Di koridor kelas, mereka bertemu dengan Karin. Dan seperti biasanya, gadis itu masih membawakan bekal untuk Farel. Rasanya Farel sudah lelah, berkali-kali ia melarangnya tetapi tetap saja.
"Ini, Rel. Khusus buat lo. Pagi ini ada ayam goreng, nugget sama nasi goreng gitu. Pokoknya gue udah bentuk bekal ini sebagus dan selucu mungkin." Karin memberikan kotak makan yang ia bawa pada Farel.
Farel kembali menghembuskan napas. "Gue udah bilang kan, nggak usah bawain gue sarapan lagi. Setiap hari Mami gue udah masak dan gue udah sarapan juga. Jadi mending lo makan sendiri deh. Nggak usah repot-repot juga, Rin." Katanya.
Zara menyenggol lengan Farel pelan. "Jangan gitu, terima aja. Kasihan." Bisiknya pelan.
Tetapi, Karin mendengar kata 'kasihan' keluar dari mulut Zara. Hal itu membuat Karin menatap tajam Zara.

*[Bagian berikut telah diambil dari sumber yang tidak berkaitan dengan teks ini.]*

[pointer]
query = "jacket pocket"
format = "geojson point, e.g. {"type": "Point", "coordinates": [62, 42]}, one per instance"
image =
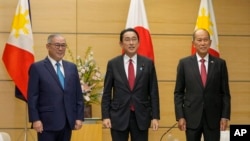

"Lo tuh kenapa sih pake gandeng-gandeng Farel kayak ini? Kemarin lo deketin Farhan, sekarang sama Farel. Emang dasar centil!" Kata Karin dengan kesal.
"Gue cuma---"
"Diem lo, gue sama Farel itu udah dekat banget. Jadi lo jangan ganggu kedekatan gue sama Farel." Kata Karin dengan menunjuk-nunjuk pada wajah Zara.
Farel meraih kotak makan itu. "Kalau emang ini buat gue, oke gue terima. Sekarang lo pergi!" Katanya. Karin tersenyum senang, lalu ia meninggalkan dua orang itu.
Farel melirik Zara. "Nggak usah di dengerin. Dia emang suka kayak gitu." Katanya.
Zara mengangguk. "Iya, dia juga sering banget sinis sama gue." Katanya.
"Oh, ya? Lo jangan diem aja dong, kalau dia ngata-ngatain lo, balas aja!" Kata Farel. Zara menggeleng pelan.
"Jangan cemburu!" Kata Farel.
Zara mengerutkan keningnya, dua kali Farel mengatakan hal yang sama. "Gue nggak cemburu." Kata Zara.
"Iya, intinya jangan cemburu kalau sama Karin. Gue nggak suka kok sama dia." Kata Farel. Zara mengangguk saja, lagipula ia tidak cemburu.
Apakah benar Zara tidak cemburu? Biarkan gadis itu meyakinkan perasaannya terlebih dahulu.